Set Up Document Sources

Document sources let OCS automatically fetch and index content from an external system on a schedule. This keeps your indexed collection up to date without manual uploads.

For a conceptual overview, see Indexed Collection for RAG.

Prerequisites

Add a Document Source

  1. Navigate to your indexed collection and open the Document Sources tab.
  2. Click Add document source and select the source type.
  3. Complete the configuration fields for your chosen source (see below).
  4. Click Save. OCS will run an initial sync immediately.

Confluence

Load pages from a Confluence site. You can filter which pages are loaded by space, label, CQL query, or individual page IDs.

Authentication

Use a Basic Auth authentication provider. Set your Atlassian username as the username and your Atlassian API key as the password.

Configuration

Field Description
Site URL The URL of your Confluence site (e.g. https://yoursite.atlassian.net/wiki)
Max Pages The maximum number of pages to load
Space Key Load all pages from this space
Label Load pages that have this label
CQL A CQL query to select which pages to load
Page IDs Load only these specific pages (comma-separated IDs)

Note

Only one of Space Key, Label, CQL, and Page IDs can be used at a time.


GitHub

Load files from a GitHub repository. You can filter by path prefix or filename patterns.

Authentication

Use a Bearer Token authentication provider with a GitHub personal access token.

Configuration

Field Description
Repository URL GitHub repository URL (e.g. https://github.com/user/repo)
Branch Git branch to sync from
File Pattern File patterns to include. Prefix with ! to exclude matching files.
Path Filter Optional path prefix to filter files (e.g. docs/)

Monitoring Sync Status

OCS tracks the history of every sync run for each document source. Use the sync logs to confirm that syncs are completing successfully and to diagnose problems when they are not.

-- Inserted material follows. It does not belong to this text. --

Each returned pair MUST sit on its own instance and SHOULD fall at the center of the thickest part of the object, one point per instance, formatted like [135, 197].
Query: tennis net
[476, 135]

Each document source displays a status indicator showing the outcome of the most recent sync:

  • Error — the last sync encountered a problem. The indicator is shown in red. Open the sync log for details.
  • Success — the last sync completed without errors.
  • In progress — a sync is currently running. The indicator animates to show activity.

Troubleshooting

Sync shows Error status

Open the sync log for the failed run. Common causes:

  • Authentication credentials have expired or been revoked — update your authentication provider.
  • The Confluence space key or GitHub repository URL has changed — update the configuration field.
  • The Max Pages limit was reached before all pages were loaded — increase the limit or narrow your filter.

Pages are not updating after a sync

Check that the correct Space Key, Label, CQL, or Page IDs are set. Only one filter field can be active at a time — if multiple are filled in, only one will be used.